I push my bike down to Uath Lochans. Listen to water lapping at loch`s edge. Xylophonic sounds, in an ancient time signature with no discernible pattern. Down here by the waterside the air hums with flies and honey bees, blown by breezes.
The beauty of Glenfeshie is hardwon. Back in 2004 there was a deeply controversial (though entirely legal) mass culling of red deer. The billionaire landowner had a reforesting vision for the glen, impossible to achieve with such a dense proliferation of ruminants. I think back to a conversation I had yesterday with a wolfkeeper at the Highland Wildlife Park. Andy couldn`t ever see wolves being re-introduced into the Cairngorms National Park or anywhere else in the UK. In his view there are just too many people. In a scenario such as Glenfeshie however, they would keep a deer population in check and help naturally regenerate the land. But these wolves would breed, and the youngsters would seek new territories of their own. And they would breed and expand into areas with ever denser human populations. And ultimately the wolves would be persecuted. Too many people in this land. Too many deep seated pathological fears of wolf-kind, in our culture, in our herd memory.
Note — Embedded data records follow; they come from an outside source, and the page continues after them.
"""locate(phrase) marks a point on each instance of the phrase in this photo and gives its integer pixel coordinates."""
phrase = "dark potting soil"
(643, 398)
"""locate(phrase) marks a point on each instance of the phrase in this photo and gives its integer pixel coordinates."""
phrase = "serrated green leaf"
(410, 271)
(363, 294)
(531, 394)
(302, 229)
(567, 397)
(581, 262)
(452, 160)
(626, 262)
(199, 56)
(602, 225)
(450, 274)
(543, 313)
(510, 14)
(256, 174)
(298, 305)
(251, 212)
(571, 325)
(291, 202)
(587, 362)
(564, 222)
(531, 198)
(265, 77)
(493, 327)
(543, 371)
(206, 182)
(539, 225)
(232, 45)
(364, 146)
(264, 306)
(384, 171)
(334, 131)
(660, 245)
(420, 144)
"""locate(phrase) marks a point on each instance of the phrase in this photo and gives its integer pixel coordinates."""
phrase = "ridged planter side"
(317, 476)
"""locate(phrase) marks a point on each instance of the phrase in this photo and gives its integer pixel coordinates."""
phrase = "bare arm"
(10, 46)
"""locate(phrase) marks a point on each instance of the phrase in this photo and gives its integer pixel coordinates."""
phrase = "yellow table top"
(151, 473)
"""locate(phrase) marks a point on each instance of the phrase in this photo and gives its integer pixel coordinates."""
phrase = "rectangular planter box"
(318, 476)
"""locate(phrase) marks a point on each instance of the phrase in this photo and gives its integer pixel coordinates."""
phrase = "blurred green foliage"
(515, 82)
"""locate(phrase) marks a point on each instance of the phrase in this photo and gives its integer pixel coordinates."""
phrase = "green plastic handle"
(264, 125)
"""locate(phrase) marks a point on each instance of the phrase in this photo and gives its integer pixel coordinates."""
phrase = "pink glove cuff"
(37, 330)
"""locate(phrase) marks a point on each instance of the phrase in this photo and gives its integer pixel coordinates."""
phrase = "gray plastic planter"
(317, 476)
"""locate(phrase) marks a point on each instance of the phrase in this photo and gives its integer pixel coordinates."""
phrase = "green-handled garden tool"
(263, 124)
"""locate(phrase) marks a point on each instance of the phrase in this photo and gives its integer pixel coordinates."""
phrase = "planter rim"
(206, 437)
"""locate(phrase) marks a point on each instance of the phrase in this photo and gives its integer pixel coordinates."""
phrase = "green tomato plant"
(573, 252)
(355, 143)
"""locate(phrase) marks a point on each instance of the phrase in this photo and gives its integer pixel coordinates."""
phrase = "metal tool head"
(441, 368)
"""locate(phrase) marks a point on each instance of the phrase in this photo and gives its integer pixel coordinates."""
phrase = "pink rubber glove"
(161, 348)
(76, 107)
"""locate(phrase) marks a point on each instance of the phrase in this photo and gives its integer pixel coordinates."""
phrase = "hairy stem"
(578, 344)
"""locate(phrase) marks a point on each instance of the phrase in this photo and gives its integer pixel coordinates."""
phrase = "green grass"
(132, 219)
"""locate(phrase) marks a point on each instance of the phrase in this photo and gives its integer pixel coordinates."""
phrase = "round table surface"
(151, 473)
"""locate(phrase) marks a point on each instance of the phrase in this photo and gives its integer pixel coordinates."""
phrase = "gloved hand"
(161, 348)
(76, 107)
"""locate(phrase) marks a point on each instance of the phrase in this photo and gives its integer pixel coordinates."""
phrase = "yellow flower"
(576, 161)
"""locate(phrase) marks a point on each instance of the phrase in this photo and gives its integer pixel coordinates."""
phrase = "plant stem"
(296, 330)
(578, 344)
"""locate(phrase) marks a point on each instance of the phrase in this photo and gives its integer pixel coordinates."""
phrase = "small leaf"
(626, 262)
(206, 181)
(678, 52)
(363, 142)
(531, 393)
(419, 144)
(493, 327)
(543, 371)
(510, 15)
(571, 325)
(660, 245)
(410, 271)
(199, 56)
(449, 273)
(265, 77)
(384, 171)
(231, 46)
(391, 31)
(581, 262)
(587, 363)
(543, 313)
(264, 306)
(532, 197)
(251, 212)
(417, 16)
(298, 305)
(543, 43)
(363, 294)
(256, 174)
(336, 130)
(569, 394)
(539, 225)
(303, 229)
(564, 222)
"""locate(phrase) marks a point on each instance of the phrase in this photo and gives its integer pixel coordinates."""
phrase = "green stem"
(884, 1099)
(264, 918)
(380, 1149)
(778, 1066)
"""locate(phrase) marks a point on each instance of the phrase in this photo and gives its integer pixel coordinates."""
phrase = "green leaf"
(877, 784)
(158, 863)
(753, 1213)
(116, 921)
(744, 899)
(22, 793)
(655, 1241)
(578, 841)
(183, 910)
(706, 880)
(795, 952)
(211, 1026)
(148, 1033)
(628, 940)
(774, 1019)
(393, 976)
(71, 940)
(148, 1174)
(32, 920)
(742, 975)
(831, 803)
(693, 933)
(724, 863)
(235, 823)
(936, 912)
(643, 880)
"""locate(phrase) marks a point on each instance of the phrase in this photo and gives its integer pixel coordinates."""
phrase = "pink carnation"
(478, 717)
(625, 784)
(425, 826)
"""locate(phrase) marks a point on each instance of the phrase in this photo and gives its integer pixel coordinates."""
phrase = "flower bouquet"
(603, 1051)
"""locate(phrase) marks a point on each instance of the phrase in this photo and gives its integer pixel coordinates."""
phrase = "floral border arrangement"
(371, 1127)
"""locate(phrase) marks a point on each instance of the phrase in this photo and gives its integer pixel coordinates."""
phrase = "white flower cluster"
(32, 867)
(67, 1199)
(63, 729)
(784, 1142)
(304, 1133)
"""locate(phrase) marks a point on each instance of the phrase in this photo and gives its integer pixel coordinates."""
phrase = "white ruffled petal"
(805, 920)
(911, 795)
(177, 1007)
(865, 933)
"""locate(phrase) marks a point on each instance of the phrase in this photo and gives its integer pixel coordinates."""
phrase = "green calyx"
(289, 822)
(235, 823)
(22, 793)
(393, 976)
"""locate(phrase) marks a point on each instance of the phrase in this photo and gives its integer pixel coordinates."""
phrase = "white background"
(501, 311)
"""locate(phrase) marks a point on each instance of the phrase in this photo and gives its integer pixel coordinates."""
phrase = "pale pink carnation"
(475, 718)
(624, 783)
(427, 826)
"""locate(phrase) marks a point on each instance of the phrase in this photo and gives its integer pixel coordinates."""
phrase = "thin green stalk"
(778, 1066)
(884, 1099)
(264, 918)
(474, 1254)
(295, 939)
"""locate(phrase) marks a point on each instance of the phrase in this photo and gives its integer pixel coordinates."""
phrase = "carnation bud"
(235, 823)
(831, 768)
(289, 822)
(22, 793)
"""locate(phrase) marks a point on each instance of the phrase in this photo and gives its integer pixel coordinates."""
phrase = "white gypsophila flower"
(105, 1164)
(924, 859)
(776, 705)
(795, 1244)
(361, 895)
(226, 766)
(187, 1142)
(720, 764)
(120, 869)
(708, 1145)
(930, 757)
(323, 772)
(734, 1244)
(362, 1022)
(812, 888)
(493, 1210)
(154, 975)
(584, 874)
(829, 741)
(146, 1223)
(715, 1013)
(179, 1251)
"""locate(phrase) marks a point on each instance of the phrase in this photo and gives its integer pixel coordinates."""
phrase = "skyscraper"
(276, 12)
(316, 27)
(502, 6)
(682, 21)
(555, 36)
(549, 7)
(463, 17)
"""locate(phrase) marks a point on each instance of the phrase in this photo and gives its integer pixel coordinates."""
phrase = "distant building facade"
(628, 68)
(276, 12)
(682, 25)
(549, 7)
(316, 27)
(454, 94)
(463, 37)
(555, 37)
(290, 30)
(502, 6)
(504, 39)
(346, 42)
Just today, on the way across from Newtonmore, I stopped off at Ruthven Barracks. Stark witness to Highland supression at the time of the Jacobite rebellions. There on an information board was the following:
"The Wolf of Badenoch: Because of his wild raiding and plundering Alexander Stewart, Earl of Buchan .... was known as the Wolf of Badenoch. One of his most notorious feuds was with the Bishop of Moray, who eventually engineered his excommunication from the church. According to legend, news of this reached the "Wolf" ... he promptly set out to avenge the insult and burnt down the town of Elgin."
Could I see myself camping here while a pack of wolves roamed the forests and hillsides ? I believe so, as there would be deer to hunt and to eat, and wolves are very, very shy of humankind. But ... there are too many of us. And the lives we lead, and attitudes we hold fill the frequencies with overwhelming bass rumbles and shrill trebles, and don`t allow enough space for quieter, more nuanced voices to be heard. Or listened to. Acted upon.
I searched for a camping place. Stepping through a profusion of ripe blaeberries, in a long strip of woodland skirting the river, I found a beautiful pitch some feet above the sandy Feshie bank. I planned to have porridge and softfruit for breakfast, or supper. But then I saw square clods of grass turf pitched down the bankside, blackened logs floating amongst the flotsam, a charred gape in the ground serving as firepit to some idiot clattycampers. Their firewall boulders kicked casually over the bank`s edge. No sign of the folk. No effort whatever to undo and make good their damage. I felt angry. Scrabbled around for 40 minutes or so fishing out the wood, replacing the turf, chucking the smooth sooty stones back into the water. Going back to the bike, I realised a trail leads from campsite to convenient car layby. I wasn`t going to spend the night here.
Further down river I found a pitch on the sand. Weighed down tent pegs with water rocks, spent the warm evening glow exploring, taking photographs. Looking forward to a whole day in this incredible place. I felt I had finally arrived.